NameNode HA Architecture
In a NameNode HA cluster setup, we have two different machines (which has exact hardware configuration) configured as NameNodes. One of the NameNodes is in Active state while the other is in Standby state. The active NameNode performs all the client operations which includes serving the read and write requests. The standby NameNode maintains its state in order to ensure a fast failover in the event the active NameNode goes down.
The architecture design allows all of the DataNodes to send their block reports and heartbeat to both NameNodes. This is possible with the HDFS configuration wherein a logical name service URI and it’s corresponding NameNodes are provided. This design ensure that both the NameNodes receives exact same blocks.
The ZooKeeper Failover Controller (ZKFC) is responsible for HA Monitoring of the NameNode service. It also triggers an automatic failover when the Active NameNode is unavailable. Each NameNode has a ZKFC processes. ZKFC uses the Zookeeper Service for coordination in determining which is the active NameNode and in determining when to failover to the standby NameNode.

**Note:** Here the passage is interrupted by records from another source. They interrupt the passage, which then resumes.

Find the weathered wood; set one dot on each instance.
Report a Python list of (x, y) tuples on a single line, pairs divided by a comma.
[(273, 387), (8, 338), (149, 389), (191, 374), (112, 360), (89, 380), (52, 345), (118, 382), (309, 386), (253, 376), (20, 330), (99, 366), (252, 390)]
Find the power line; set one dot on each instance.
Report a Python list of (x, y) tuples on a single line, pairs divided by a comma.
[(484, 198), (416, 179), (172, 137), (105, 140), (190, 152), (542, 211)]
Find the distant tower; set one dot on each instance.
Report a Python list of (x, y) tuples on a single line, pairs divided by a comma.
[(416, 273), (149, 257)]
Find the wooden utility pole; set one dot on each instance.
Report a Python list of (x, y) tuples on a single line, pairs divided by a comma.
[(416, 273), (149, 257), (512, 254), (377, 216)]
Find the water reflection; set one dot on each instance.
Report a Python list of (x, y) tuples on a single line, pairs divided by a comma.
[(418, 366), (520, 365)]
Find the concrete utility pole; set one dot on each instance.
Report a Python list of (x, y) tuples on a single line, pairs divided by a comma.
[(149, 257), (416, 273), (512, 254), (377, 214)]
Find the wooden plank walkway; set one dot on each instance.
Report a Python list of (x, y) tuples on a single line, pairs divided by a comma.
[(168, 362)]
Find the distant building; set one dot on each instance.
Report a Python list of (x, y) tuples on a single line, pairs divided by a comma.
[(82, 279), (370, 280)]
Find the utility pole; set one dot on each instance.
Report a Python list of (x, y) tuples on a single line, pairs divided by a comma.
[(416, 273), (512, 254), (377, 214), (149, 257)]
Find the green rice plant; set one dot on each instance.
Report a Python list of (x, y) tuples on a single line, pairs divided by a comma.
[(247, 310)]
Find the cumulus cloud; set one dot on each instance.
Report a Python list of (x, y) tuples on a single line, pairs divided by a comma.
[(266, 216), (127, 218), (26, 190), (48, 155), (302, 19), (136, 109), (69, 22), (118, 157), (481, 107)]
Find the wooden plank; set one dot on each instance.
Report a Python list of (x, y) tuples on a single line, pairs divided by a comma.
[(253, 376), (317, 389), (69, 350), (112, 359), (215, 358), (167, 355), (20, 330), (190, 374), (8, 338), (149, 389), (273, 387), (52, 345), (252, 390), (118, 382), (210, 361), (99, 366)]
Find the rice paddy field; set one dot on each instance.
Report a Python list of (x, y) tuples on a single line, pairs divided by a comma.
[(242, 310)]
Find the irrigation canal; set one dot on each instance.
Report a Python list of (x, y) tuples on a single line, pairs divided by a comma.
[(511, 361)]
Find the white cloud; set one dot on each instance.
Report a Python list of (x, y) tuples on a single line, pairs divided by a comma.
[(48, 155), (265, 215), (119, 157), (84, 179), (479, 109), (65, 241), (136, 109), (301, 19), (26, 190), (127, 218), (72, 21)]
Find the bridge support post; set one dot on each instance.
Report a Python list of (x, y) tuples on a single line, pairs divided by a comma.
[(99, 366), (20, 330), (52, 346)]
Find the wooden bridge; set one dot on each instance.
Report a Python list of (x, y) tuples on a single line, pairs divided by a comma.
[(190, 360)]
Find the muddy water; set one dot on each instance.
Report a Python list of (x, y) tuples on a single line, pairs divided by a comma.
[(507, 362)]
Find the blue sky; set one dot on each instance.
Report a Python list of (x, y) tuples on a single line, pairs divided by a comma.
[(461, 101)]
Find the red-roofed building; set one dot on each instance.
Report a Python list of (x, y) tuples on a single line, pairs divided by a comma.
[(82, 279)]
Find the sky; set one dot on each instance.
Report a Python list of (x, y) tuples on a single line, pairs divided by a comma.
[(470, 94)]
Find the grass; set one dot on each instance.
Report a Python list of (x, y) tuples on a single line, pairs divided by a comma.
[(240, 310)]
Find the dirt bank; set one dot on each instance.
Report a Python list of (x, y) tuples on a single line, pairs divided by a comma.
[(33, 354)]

There two major implementations in NameNode HA:
- Quorum-based Storage
- Shared Storage
The Quorum-based implementation of NameNode HA basically uses Quorum Journal Manager (QJM).
This is currently the most common and reliable implementation for NameNode HA.
The standby NameNode communicates and synchronizes with the active NameNode through a group of hosts called JournalNodes. When there is any change in the namespace by Active NameNode, it makes a log record in a majority of JournalNodes. JournalNodes receives these transaction edits or filesystem journal from the active NameNode on a constant basis. The standby NameNode reads these journals and updates its namespace to be in sync with the active NameNode. This ensures the standby NameNode is “completely” in sync with the active NameNode.
If the Active NameNode stops responding or is unavailable, the Standby NameNode ensures that it will read all the edits from JournalNodes before it presents itself to be elected as Active NameNode.
The Shared Storage implementation of NameNode HA uses a shared storage space which is mounted on the NameNodes through NFS protocol. Both the NameNodes must have access to the directory which can be a network share mounted on them.
Anytime there is a change in the namespace, the Active NameNode makes a log record in this shared directory. The Standby NameNode constantly monitors this shared directory for edits and applies to its namespace when there is a new edit.
If the Active NameNode stops responding or is unavailable, the Standby NameNode ensures that it will read all the edits from the shared directory before it presents itself to be elected as Active NameNode.
This method however, is unreliable since a network failure or the shared directory location failure can be catastrophic.
NameNode HA – Important Aspects
Both the implementation ensures that there is only one Active NameNode at any given point of time. We do not want two NameNodes modify the same namespace for the cluster which might lead to divergence of data or maybe data corruption. Such situation is called “Split-brain scenario”. You have to implement fencing mechanism in place which ensures that during failover of NameNode, the previous NameNode is stopped completely to prevent any further edits to the namespace. This will ensure that the new Active NameNode takes over safely.